If we take as a starting point the proposition - surely unarguable - that it's not funny to try to embarrass people when they're doing their best to be kind and hospitable to you, then Borat falls on its face for about 70% of its running time. A patient driving instructor; a professionally unflappable TV anchorman; an elderly B&B-owning couple: Sacha Baron Cohen's targets are not exactly brave or difficult. In almost all cases the people respond to him with politeness and tolerance, and indeed there are many encounters which are cut off after the initial greeting, presumably because they never developed into anything funny.
And then about 25% of the film is scripted stuff which is equally rib-untickling, consisting mostly of irate, subtitled exchanges between Borat and his obese, hairy producer, including one long naked fight scene which makes Bubbles in Little Britain look like the height of comic sophistication. That's the problem throughout: if the scenes are scripted (it's sometimes unclear), they're not funny enough; if they're improvised, they're unremarkable.
Which leaves the final 5%, which seems to be the parts which were used - if not by the filmmakers then by the critics who praised the film - to justify its blunt 'humour', the notion that this was a satirical masterpiece where the appearance of the naive foreign reporter gave unreconstructed homophobes, racists and bigots just enough rope to hang themselves. In fact it only happens twice: once when a guy at the rodeo rails against Muslims and homosexuals, and once when one of a trio of repellent frat boys makes some vague references to 'minorities' having all the rights (after the crew took them out and got them drunk to loosen their tongues). That's it.

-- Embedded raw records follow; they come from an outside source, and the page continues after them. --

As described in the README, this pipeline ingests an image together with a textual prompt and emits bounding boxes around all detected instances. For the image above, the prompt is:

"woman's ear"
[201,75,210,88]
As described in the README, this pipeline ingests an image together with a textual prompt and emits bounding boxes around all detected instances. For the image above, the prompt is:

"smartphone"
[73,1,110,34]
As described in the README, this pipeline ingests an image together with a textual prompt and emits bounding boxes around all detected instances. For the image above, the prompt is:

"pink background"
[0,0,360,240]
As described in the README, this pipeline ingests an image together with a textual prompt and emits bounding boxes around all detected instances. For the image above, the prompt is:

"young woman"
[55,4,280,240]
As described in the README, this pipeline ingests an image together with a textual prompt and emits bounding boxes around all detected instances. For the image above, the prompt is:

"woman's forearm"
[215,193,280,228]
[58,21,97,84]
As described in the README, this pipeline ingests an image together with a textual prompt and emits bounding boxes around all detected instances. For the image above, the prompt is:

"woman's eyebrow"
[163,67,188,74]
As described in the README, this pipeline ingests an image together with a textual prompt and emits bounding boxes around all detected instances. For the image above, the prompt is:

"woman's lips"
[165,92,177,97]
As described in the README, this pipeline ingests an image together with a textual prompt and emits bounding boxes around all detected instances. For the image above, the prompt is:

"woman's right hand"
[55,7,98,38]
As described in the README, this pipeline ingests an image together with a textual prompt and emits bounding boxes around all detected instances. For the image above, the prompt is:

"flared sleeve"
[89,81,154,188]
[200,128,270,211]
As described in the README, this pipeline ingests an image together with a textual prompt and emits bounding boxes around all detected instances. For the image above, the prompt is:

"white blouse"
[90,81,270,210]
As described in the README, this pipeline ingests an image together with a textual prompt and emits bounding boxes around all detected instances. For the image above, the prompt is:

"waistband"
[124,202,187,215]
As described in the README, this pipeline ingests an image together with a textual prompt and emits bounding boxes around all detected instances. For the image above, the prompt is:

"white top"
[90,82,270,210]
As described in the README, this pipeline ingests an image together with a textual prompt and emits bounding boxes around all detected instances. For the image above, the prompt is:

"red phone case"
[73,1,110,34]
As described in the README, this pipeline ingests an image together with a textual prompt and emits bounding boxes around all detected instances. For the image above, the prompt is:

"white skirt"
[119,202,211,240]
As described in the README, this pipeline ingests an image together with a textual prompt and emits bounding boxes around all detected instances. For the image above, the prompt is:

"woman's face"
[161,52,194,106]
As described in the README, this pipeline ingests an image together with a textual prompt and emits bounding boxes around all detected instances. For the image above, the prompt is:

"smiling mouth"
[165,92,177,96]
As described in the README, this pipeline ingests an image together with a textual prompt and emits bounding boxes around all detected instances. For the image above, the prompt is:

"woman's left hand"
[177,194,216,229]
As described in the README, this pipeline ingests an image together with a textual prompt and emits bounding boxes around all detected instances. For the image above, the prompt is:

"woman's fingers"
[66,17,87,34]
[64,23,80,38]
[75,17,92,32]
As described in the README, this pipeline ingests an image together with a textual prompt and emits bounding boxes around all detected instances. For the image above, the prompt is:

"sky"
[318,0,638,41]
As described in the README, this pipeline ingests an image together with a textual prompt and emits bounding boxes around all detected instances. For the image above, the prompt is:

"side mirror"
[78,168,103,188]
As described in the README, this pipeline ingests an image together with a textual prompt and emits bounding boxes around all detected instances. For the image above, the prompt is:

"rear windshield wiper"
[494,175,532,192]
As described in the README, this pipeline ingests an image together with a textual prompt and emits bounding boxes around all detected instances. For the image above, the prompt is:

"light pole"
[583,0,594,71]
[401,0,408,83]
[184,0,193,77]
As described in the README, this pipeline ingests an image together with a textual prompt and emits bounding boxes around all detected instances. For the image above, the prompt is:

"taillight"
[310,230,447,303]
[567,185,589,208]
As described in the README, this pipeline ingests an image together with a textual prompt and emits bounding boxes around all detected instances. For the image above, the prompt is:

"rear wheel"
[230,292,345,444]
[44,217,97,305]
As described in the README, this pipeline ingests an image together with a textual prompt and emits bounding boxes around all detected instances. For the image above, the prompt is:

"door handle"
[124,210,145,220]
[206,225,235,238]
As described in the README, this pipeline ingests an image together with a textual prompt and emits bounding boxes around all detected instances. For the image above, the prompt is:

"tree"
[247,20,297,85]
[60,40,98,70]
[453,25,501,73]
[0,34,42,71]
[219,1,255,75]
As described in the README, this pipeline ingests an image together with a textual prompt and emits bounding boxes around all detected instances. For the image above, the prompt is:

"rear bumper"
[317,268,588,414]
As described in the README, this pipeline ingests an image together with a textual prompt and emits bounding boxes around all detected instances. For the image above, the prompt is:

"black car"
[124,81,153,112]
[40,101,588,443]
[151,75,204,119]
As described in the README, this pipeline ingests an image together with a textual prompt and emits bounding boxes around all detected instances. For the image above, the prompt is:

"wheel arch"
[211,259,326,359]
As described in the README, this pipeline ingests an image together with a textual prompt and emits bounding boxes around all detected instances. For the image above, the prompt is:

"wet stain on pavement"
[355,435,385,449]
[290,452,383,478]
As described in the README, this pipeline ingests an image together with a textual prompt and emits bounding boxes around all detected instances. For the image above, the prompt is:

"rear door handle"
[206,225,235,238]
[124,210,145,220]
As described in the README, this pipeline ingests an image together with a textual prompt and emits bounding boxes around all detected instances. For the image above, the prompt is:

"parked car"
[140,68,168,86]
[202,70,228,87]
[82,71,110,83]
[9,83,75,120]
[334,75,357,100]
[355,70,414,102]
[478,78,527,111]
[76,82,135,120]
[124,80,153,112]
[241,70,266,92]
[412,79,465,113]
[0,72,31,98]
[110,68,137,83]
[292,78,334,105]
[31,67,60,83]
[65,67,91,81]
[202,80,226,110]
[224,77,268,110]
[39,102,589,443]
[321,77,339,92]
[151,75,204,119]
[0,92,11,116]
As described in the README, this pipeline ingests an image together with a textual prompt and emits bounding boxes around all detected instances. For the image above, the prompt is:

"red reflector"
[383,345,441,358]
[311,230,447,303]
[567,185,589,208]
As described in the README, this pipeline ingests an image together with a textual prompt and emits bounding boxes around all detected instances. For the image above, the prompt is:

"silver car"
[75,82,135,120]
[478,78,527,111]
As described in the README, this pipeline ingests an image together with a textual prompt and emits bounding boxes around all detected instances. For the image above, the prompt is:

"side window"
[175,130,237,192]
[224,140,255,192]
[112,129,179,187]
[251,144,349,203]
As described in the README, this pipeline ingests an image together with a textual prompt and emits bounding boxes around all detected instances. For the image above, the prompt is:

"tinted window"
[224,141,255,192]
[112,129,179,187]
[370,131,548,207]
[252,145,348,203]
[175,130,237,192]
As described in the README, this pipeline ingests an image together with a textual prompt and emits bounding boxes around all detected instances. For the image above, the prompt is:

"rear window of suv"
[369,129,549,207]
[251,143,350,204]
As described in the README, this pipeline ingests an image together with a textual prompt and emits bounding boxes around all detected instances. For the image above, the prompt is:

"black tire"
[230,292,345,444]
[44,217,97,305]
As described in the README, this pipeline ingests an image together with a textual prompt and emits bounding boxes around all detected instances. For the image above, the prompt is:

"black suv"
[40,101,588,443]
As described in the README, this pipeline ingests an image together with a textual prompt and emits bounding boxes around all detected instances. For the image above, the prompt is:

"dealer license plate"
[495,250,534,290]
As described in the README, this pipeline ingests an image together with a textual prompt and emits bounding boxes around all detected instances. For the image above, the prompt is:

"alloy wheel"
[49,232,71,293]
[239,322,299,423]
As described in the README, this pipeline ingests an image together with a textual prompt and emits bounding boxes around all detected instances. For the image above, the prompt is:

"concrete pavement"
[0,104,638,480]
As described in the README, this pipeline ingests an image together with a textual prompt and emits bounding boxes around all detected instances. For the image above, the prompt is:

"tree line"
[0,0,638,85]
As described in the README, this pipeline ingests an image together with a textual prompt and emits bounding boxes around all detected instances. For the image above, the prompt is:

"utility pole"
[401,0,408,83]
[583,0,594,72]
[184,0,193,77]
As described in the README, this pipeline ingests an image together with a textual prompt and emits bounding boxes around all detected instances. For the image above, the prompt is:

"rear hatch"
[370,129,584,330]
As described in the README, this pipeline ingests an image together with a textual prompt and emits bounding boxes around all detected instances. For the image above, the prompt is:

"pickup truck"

The much-vaunted scene at the rodeo where Borat earns the crowd's applause for urging George W Bush to "drink the blood of every man, woman and child in Iraq" actually shows the applause becoming increasingly scattered and polite at this stage (and the boos which accompany his rendition of the Kazakh national anthem were clearly dubbed on afterwards, as we don't see anyone close-up jeering him even though they managed to have half a dozen cameras trained on sections of the crowd cheering him earlier).
And then there's the belittling cruelty of the opening and closing scenes in the film, set in 'Kazakhstan' (actually Romania), basically getting chuckles out of how crap these people's lives are and how hilariously primitive they seem. Little wonder that the villagers are suing the filmmakers for misrepresenting the nature of their enterprise to them (they were told they were participating in a film about poverty). Good luck to them.
There's no satire, intelligence, wit or merit in Bore-at. At an hour and 20 minutes it's too long, and if it had been shown on C4 for free I would have felt short changed. It has done incredibly well in cinemas both here and in the US. The world has gone mad.